Çatlak yankılandı, Sylas'ın avucundaki taş bıçak bir kez daha kırıldı ve geyik çöktü, ön dizleri üzerinde kayarak ilerledi ve boynuzlarından biri yere takıldı, Sylas havaya uçtu.
Sylas'ın omuzu öne doğru yuvarlandı ve hızla geriye sıçradı.
İlk yaptığı şey etrafı taramak oldu. Hiçbir şey görmek zordu, bu yüzden dikkatle dinledi.
Bulunduğu duruma rağmen nefes alışı düzenli ve kalp atışları yavaştı. Saniyeler geçtikçe her şey yavaşlıyor gibi geliyordu, ama sonunda hiçbir şey olmadı.
'Görünüşe göre gece biraz daha güvenli geçecek. Bu durumda gececi olmak en iyisi, ama hayvanların en aktif olduğu gündüz uyursam kendimi tehlikeye atmış olmaz mıyım?
Sylas bir günden fazladır uyumamıştı. Hiçbir şey içmemişti ve geyiği takip ederken yediği birkaç böcek dışında hiçbir şey yememişti.
Yiyecek konusunda endişeli değildi. Bu bir hayatta kalma meselesiydi, bu yüzden gerekirse böcekleri yemekten iğrenmezdi. Ayrıca, bir gün boyunca geyiği gözlemledikten sonra, bitki örtüsünde neyin zehirli neyin zehirli olmadığını iyi biliyordu.
Ancak yorgunluğu görmezden gelemezdi.
Sylas şimdilik bunu umursamadı ve geyiğe doğru yürüyerek elini üzerine koydu.
[İrlanda Elk]
[Gen Algılandı]
[Parçalanmış Gen: Hız (F)]
[Asimilasyon Denemesi?]
[Evet][Hayır]
Grimblade ailesinin Grimblade Soyu gibi başlıklı genler daha nadir görülen genlerdi. Çoğu gen, bu gen gibi, kişinin fiziksel özelliklerinin belirli bir yönünü güçlendiriyordu.

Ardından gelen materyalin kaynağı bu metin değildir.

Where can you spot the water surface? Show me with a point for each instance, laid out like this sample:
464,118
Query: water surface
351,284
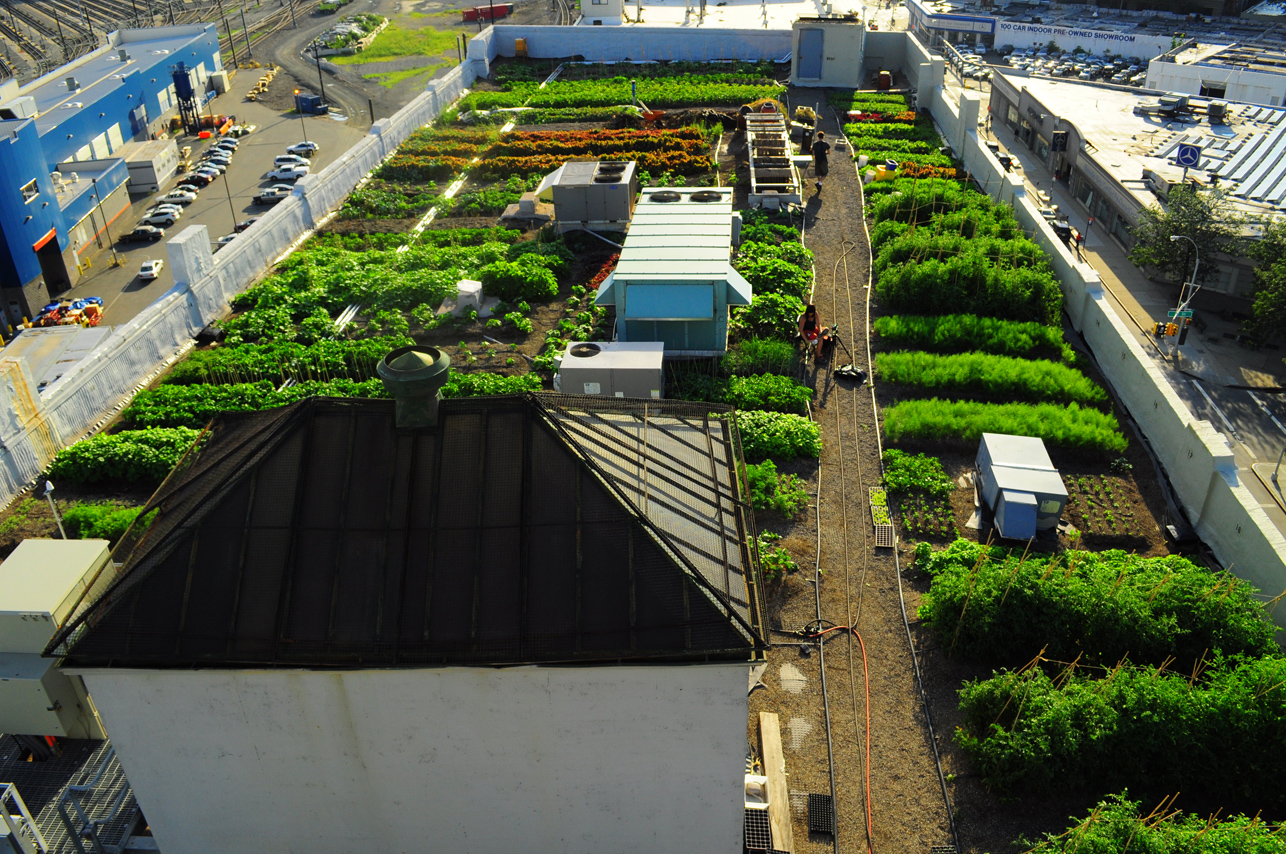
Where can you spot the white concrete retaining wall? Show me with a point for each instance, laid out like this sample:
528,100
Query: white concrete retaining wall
1196,457
615,759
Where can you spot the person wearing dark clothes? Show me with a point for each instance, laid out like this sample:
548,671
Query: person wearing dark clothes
821,148
810,329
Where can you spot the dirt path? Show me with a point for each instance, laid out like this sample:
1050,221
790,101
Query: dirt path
858,587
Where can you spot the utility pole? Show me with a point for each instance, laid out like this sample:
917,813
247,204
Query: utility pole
232,41
316,58
230,206
246,32
116,260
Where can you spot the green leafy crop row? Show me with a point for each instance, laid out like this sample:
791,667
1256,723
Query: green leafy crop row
914,475
764,391
135,457
777,435
196,405
1217,736
969,332
1003,607
963,423
979,374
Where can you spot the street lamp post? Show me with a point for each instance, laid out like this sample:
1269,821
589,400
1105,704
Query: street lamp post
1186,290
316,58
301,115
116,260
230,206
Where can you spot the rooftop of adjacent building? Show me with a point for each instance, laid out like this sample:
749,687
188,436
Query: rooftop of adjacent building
152,50
1251,55
733,14
1246,157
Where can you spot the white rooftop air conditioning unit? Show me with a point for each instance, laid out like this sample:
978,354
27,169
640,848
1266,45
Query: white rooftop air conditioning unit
597,196
612,369
41,584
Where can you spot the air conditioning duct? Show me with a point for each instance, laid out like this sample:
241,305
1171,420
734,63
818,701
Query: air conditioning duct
414,377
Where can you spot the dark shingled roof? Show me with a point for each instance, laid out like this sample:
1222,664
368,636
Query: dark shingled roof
521,529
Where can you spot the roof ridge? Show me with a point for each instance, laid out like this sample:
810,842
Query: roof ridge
612,484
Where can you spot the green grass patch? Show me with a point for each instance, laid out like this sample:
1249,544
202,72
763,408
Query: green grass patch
390,79
963,422
398,43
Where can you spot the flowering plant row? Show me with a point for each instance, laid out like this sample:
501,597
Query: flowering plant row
655,162
656,93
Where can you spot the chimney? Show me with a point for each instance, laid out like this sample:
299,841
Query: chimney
414,377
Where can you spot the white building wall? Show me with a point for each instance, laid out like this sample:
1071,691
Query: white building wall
457,759
603,12
1245,86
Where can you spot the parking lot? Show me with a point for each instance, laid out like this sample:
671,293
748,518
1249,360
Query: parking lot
219,206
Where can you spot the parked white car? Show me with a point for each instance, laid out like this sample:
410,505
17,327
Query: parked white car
288,174
151,269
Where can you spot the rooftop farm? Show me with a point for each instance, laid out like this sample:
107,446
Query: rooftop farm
319,323
1092,677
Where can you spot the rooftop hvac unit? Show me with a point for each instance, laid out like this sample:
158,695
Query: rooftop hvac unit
40,585
23,107
594,194
1020,485
615,369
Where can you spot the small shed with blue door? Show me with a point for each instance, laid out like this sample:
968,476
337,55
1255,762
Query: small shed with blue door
1020,485
674,282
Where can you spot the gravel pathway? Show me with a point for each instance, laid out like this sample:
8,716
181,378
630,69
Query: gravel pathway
858,585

Bu tür unvanlı genler ve fiziksel genler arasında, biraz daha nadir olan ve belirli bir tür Aether veya diğer gizemli yetenekler üzerinde kontrol sağlayan özellik genleri vardı.
Ancak en nadir genler, gen yetenekleri kazandıran genlerdi.
Büyükbabası bu konuda daha fazla ayrıntı vermemişti, ancak Genlerin dünyasının ve bunların nasıl kullanılıp manipüle edilebileceğinin sonsuz olduğunu söylemişti. Bu, hakkında en az bilgi bulunan bir konuydu, ancak yine de en fazla bilgi edinmeye çalışılması gereken bir konuydu.
Her ne olursa olsun, Fiziksel Genlerin de yararları vardı, çünkü bunlar biriktirilmesi en kolay Gen türleriydi. Aynı adı taşıdıkları sürece birleştirilebiliyorlardı.
Ayrıca, tekrarlanabilirlerdi. Bu ormanda tek bir geyik olacağı şüpheliydi. Bu durumda, geyikleri öldürmeye devam ettiği sürece Hız Genini almaya devam edeceği doğru olmalıydı.
[Evet].
Sylas nefesini tuttu. İlk kez gerçekten biraz gergin olduğunu hissetti.
Bu ölüm tuzağına atladığında gergin hissetmemişti; birkaç tekmeyle onu öldürebilecek bir hayvanı takip ederken gergin hissetmemişti; onu öldürmek için harekete geçtiğinde bile gergin hissetmemişti.
Ama şu anda karşı karşıya olduğu bu %50 şans, çok şeyin kaderini belirleyecekti.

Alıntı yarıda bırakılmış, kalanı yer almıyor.